刘曾复:从杨宝森不挂髯口的戏说起
杨宝森演过不挂髯口的戏,我听过他的《平顶山》(《盗魂铃》)的八戒,《天河配》的牛郎,《巴骆和》的骆宏勋。《平顶山》是老生应工戏,谭鑫培、王又宸等位都正式演过此戏,过去清宫里的谭鑫培剧目《外学目录》中第一出就是《平顶山》。此戏老生演八戒不戴假嘴,杨宝森也不戴,八戒脸谱很有讲究,不能勾成妖精样子。杨宝森自己组班之后,还多次演过此戏,唱做都郑重,认真,作为正戏来演。
《天河配》的牛郎,杨宝森成班之后,还演过一次,前场与裘盛戎演《李陵碑》。《天河配》是跟童芷苓合演的,童芷苓演织女,杨宝森演前部牛郎,后部牛郎由童祥苓演。杨宝森小时在斌庆社科班演此戏颇受欢迎。
《巴骆和》是当初斌庆社科班很能叫座的一出戏。杨宝森扮演骆宏勋,扮相、唱做念打无一不佳,单刀对打十分利落。此戏搭配整齐,杨宝森之外,徐碧云演巴九奶奶马金定,小奎官(殷斌奎)演鲍赐安,赵连生演胡理,小小楼(沈小楼)演巴九爷。戏中骆宏勋给巴九奶奶行礼、认义母时,有一次徐碧云逗哏,拧着杨宝森的脸蛋儿说:"我的宝贝儿,小脸蛋儿活象小鸡蛋儿。"台上台下哄堂大笑。这使我联想到那时斌庆社的小老生演员,杨宝森之外还有五龄童,王斌芬等位,他们各有特长,能戏不同。
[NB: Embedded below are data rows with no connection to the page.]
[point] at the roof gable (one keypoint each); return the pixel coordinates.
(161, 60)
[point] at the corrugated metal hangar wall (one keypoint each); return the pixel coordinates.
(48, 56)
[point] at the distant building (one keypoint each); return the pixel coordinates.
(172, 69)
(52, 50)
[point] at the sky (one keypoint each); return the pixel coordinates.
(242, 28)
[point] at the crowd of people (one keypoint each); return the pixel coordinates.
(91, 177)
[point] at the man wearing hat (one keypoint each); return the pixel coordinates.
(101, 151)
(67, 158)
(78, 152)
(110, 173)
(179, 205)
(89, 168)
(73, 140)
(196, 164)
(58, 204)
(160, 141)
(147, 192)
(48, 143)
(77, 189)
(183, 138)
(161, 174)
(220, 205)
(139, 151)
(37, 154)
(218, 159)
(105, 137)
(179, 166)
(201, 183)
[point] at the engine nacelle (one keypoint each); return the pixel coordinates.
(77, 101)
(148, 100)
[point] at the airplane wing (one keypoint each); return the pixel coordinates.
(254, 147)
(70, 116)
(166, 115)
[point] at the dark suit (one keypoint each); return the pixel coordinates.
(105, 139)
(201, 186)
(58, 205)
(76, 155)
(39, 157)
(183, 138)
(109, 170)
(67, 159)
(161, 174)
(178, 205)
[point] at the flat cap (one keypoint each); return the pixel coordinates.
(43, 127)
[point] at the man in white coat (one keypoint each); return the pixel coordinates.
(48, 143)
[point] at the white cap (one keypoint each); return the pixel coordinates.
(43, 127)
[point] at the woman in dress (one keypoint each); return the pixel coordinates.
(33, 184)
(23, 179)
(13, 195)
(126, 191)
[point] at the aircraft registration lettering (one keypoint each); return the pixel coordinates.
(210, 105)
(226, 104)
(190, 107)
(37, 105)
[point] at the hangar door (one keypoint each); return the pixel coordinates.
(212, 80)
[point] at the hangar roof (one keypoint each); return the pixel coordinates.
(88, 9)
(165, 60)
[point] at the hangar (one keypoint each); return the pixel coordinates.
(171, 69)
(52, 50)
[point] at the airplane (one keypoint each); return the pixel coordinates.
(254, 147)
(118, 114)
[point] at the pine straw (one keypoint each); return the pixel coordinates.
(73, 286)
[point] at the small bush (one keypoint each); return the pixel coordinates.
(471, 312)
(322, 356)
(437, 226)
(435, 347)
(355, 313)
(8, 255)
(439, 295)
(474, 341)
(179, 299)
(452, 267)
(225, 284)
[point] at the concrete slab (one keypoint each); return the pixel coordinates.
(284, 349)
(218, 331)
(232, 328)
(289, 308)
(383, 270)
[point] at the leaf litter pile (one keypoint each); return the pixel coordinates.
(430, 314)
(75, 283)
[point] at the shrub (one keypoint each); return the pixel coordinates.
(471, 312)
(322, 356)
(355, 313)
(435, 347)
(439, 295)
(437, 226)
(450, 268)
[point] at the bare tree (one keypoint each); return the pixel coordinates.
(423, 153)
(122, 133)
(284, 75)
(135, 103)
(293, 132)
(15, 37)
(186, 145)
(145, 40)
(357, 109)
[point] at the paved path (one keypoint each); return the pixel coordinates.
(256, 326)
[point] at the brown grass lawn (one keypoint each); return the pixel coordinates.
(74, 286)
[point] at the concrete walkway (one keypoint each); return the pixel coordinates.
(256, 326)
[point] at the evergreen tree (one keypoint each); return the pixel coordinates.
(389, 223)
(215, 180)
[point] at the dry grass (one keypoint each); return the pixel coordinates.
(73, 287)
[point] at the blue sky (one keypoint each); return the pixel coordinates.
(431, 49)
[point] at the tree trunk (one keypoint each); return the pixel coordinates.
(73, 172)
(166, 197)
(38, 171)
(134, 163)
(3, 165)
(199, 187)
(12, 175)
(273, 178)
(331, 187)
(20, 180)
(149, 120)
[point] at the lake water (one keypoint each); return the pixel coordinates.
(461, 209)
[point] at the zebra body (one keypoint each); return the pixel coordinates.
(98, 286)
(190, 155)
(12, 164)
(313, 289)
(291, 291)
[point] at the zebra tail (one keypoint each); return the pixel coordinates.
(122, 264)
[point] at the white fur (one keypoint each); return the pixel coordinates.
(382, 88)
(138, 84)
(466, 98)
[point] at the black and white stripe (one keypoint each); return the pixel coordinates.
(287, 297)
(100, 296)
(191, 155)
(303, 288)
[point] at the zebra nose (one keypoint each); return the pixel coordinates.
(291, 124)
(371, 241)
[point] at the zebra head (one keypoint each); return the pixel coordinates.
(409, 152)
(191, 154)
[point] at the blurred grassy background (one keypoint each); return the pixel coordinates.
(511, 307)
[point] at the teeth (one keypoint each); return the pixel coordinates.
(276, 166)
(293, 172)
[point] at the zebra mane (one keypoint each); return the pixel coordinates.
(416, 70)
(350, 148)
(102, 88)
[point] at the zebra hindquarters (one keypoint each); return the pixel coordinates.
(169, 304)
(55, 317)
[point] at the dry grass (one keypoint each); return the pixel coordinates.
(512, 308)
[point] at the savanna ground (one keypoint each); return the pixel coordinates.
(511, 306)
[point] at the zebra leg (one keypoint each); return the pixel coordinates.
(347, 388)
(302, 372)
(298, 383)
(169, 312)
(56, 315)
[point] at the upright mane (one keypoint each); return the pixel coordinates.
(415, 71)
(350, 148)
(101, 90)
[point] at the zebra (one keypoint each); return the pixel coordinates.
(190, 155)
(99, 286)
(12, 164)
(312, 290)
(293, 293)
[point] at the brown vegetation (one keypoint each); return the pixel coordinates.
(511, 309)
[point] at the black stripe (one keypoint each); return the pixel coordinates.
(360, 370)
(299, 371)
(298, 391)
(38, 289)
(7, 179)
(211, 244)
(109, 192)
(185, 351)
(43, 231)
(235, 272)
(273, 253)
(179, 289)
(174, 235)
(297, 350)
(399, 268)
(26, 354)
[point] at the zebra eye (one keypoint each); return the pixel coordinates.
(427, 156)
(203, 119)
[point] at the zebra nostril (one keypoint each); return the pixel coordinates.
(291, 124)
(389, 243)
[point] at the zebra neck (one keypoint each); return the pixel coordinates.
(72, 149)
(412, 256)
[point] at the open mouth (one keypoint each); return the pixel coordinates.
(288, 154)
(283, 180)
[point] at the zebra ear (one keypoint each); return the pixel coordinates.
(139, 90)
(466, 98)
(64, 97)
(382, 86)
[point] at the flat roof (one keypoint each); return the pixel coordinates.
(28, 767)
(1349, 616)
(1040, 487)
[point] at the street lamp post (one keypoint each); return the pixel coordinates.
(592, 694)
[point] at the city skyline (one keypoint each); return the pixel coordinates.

王斌芬的戏有《华容道》关羽、《青石山》关帝、《卧虎山》伍员、《百凉楼》吴桢、《木兰从军》贺廷玉、《火烧向帅》向帅、《逍遥津》穆顺等。五龄童的戏有《逍遥津》汉献帝《空城计》、诸葛亮《汾河湾》薛仁贵等。杨宝森的戏,《天河配》《巴骆和》之外,还有《珠帘寨》李克用、《定军山》黄忠、《打鱼杀家》萧恩、《武家坡》薛平贵、《南阳关》伍云召、《教子》薛保等。王斌芬嗓音高亮,擅唱唢呐,学王凤卿有汪派老生风格,可惜的是少年过世。五龄童后来改用本名,他就是陪荀慧生演戏的王文源,嗓音圆润宽厚,当时有的学时慧宝,有孙派老生味道,后来除与荀慧生等位合演外,他本人的《探母回令》《盗宗卷》等戏都很受人欢迎。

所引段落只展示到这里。